The Crypto Crash Will Make This “Boring” 7.3% Dividend a Fan Favorite

The Crypto Crash Will Make This “Boring” 7.3% Dividend a Fan Favorite

Crypto is a mess, and many (former) crypto fans are finally realizing that shares of companies that make goods and services people actually want—and pay dividends—are the place to be.

Of course, that’s no secret to those of us who know about closed-end funds (CEFs), many of which hold these companies and pay us rich dividends, often yielding north of 7%. To us, crypto is just the latest “investment” that held out the promise of building wealth faster than “boring” stocks ever could—and failed to deliver.

You might have even heard that crypto is a great inflation hedge. Anyone who bought Bitcoin based on that idea is now struggling with 71%+ inflation as their money literally disappears before their eyes!

Bitcoin Fails (Miserably) to Live Up to the Hype

I guess Bitcoin holders can take some (cold) comfort in the fact that they didn’t go big on the thousands of cryptocurrencies that have gone to zero, like Terra, eBit, San Coin, Lucifer Coin, Meta Legends, RhbCoin or OneCoin.

If anything, it seems pretty clear that betting on crypto was just that—betting. Over half of Bitcoin investors have lost money, according to one study, while another puts that figure closer to two-thirds.

Those losses aren’t likely to reverse soon, either. Too many potential buyers are turned off as they see more evidence of market manipulation, a rising number of lawsuits against crypto-peddlers and more crypto exchanges shutting down (Crypto.com, Cryptopia, Coinnest), losing clients’ money (Binance, Africrypt, Mt. Gox) or refusing to let clients withdraw their cash (Binance, Celsius).

While some cryptocurrencies may recover in the future, right now, it seems that the promises of Web 3.0 are empty, and investors who want to have money for themselves and their future need to look elsewhere.

Why Stocks—and 7%+ Yielding CEFs—Always Win Over Speculations Like Crypto

The crypto massacre stands in sharp contrast to the stock market, which, over the last 33 years, has given investors an impressive 9.7% annualized return, on average, even after the recent downturn.

That’s because stocks are an investment in companies that produce and sell actual goods and services that are in demand, including, somewhat ironically, the high-powered computer chips that cryptocurrency miners needed to keep the crypto infrastructure running.

And if you buy now, you’re buying at a time when stocks are oversold due to the market’s panic over rising rates. And buying in a downturn has traditionally amplified long-term returns: buying at the bottom of the 2009 market plunge, for example, would have boosted an investor’s returns from the historical average of 9.7% to 12.6%.

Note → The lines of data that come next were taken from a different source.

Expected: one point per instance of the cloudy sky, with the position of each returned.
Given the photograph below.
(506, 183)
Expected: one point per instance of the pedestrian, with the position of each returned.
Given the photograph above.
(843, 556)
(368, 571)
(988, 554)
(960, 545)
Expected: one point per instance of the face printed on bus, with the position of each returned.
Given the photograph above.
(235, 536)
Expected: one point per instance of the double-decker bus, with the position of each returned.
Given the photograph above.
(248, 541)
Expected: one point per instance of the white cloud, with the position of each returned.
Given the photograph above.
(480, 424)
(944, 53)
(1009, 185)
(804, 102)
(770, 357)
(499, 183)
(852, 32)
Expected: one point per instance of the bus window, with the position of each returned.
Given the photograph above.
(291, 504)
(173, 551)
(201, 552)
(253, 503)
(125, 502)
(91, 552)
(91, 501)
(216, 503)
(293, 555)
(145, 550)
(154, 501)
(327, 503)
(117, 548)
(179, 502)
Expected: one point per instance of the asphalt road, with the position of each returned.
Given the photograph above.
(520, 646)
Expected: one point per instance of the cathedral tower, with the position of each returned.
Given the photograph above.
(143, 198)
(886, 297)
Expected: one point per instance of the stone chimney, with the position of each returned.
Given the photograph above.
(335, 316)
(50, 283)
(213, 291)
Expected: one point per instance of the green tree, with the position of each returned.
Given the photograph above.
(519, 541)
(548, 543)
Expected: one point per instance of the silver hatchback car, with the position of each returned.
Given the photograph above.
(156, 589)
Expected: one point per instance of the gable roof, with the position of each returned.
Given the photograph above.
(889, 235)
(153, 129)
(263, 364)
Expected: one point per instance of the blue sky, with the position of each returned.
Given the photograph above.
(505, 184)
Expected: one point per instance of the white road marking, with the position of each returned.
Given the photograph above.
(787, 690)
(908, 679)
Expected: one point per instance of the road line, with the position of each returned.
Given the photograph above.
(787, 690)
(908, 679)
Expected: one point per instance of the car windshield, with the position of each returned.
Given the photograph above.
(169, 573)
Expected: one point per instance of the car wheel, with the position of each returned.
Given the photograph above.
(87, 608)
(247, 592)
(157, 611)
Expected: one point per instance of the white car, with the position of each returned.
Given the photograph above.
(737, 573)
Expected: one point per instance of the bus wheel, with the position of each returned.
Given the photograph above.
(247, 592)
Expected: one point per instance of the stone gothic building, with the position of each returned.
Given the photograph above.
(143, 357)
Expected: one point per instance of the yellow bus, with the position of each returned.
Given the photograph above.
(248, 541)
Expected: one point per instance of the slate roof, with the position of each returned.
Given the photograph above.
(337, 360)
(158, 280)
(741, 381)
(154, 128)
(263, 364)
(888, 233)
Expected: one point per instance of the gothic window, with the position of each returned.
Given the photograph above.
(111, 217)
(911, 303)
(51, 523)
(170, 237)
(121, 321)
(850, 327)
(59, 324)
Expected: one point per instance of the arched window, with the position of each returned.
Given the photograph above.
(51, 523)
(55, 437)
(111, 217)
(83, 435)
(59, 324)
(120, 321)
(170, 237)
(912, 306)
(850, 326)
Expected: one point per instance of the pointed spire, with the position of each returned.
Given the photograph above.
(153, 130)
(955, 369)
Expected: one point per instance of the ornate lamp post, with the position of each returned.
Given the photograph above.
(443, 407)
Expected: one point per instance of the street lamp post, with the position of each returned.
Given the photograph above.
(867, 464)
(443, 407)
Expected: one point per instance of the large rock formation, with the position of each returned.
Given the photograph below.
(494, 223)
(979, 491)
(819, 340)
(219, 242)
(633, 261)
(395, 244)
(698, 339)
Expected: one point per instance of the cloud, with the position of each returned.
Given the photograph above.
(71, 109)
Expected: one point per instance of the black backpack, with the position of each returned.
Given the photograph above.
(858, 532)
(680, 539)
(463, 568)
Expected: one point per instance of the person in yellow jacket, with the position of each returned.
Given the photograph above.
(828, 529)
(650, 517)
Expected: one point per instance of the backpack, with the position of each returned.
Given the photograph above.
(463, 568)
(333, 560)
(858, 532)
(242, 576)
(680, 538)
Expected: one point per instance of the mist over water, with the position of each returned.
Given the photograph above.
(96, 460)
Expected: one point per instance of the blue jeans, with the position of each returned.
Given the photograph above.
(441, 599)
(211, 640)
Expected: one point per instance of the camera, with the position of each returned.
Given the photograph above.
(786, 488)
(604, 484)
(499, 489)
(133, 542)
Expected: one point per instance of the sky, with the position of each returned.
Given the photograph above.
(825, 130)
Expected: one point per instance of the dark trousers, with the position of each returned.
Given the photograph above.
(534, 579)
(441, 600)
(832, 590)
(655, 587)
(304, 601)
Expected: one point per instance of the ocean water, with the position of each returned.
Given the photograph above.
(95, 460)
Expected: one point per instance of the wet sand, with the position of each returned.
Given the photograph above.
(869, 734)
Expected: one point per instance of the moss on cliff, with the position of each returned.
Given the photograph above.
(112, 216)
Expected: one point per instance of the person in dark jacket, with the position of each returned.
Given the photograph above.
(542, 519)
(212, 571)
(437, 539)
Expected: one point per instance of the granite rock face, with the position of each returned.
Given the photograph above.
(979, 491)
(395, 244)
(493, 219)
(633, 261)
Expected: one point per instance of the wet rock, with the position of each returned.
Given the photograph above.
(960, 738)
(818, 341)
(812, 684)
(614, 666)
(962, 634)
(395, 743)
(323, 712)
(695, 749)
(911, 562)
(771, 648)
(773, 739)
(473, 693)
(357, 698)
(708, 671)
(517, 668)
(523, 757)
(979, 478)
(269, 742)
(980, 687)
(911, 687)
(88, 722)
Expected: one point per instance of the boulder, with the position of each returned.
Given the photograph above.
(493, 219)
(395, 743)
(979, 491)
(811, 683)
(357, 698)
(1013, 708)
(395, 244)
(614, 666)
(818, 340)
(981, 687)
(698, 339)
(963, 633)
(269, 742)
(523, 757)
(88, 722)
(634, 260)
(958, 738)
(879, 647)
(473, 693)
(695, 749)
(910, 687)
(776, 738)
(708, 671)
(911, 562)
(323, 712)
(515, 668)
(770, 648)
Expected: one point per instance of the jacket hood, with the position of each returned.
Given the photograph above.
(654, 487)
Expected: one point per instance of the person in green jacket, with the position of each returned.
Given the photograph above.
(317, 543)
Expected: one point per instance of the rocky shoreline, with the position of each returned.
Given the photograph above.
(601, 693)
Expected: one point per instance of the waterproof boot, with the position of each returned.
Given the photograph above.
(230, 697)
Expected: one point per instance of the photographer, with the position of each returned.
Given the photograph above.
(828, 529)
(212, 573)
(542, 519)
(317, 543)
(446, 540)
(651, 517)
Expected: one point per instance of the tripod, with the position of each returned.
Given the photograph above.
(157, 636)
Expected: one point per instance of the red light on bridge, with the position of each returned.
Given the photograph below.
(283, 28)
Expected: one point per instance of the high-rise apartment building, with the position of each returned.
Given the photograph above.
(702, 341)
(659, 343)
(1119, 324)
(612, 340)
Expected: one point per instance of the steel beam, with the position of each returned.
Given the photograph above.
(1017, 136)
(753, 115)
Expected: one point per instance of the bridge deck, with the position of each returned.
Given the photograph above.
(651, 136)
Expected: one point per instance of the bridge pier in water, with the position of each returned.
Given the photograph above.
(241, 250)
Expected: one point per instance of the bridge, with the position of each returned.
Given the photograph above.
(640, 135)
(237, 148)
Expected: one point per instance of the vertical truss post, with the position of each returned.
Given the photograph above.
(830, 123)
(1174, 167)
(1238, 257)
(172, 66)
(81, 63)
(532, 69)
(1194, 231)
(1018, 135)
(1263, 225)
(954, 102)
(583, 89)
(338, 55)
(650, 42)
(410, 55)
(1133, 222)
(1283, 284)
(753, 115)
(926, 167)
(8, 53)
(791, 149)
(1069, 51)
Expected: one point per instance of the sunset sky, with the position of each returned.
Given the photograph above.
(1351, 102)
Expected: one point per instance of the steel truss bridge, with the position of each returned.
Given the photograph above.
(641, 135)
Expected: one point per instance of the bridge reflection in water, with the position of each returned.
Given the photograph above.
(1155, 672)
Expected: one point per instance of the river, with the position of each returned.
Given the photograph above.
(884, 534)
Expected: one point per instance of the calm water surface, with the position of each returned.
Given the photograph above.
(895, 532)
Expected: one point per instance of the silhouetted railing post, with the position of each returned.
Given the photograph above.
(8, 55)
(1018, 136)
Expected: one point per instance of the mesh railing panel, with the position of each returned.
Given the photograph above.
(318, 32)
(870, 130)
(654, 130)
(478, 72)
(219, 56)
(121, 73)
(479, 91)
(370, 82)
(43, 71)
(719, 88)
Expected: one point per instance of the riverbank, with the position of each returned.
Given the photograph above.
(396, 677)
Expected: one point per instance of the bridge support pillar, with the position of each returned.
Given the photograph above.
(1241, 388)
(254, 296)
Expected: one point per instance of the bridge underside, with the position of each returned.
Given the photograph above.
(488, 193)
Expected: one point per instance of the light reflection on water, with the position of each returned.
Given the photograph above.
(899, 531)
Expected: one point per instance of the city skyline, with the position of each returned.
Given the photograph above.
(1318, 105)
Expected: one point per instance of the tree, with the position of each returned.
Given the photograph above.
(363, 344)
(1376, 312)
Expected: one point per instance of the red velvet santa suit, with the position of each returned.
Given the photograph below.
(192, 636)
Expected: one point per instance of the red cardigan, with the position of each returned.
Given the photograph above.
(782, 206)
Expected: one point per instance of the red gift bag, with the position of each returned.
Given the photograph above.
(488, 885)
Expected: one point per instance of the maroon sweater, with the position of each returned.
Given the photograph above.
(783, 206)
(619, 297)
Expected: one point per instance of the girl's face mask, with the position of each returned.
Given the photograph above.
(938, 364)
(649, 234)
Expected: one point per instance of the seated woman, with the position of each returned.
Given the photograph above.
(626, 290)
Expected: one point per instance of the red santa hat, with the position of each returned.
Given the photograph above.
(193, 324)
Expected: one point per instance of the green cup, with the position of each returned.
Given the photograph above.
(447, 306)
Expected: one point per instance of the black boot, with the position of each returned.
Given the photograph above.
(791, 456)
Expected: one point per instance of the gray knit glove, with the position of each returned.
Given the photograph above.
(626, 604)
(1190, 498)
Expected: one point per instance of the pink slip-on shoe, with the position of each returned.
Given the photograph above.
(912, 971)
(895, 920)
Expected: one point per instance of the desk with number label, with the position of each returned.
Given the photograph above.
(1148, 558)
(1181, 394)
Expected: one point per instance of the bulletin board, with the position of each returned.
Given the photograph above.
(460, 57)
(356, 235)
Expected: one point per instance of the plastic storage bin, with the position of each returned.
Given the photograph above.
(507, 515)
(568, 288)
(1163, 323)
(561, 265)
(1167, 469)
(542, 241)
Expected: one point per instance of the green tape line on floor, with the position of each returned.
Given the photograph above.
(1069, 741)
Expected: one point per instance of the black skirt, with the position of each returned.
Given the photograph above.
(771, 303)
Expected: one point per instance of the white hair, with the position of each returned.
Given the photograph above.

Even if you don’t time the drop precisely (because let’s be honest, no one can do that consistently), you’ll still increase your long-term return just by purchasing during a pullback.

Dip Buyers Amplify Their Gains in the Long Run

Now, here’s the cherry on top: we can buy the Nuveen S&P 500 Dynamic Overwrite Fund (SPXX) and get S&P 500 exposure, plus a 7.3% dividend yield, thanks in part to the fund’s selling of call options (a kind of insurance on stocks, which SPXX sells in exchange for straight cash).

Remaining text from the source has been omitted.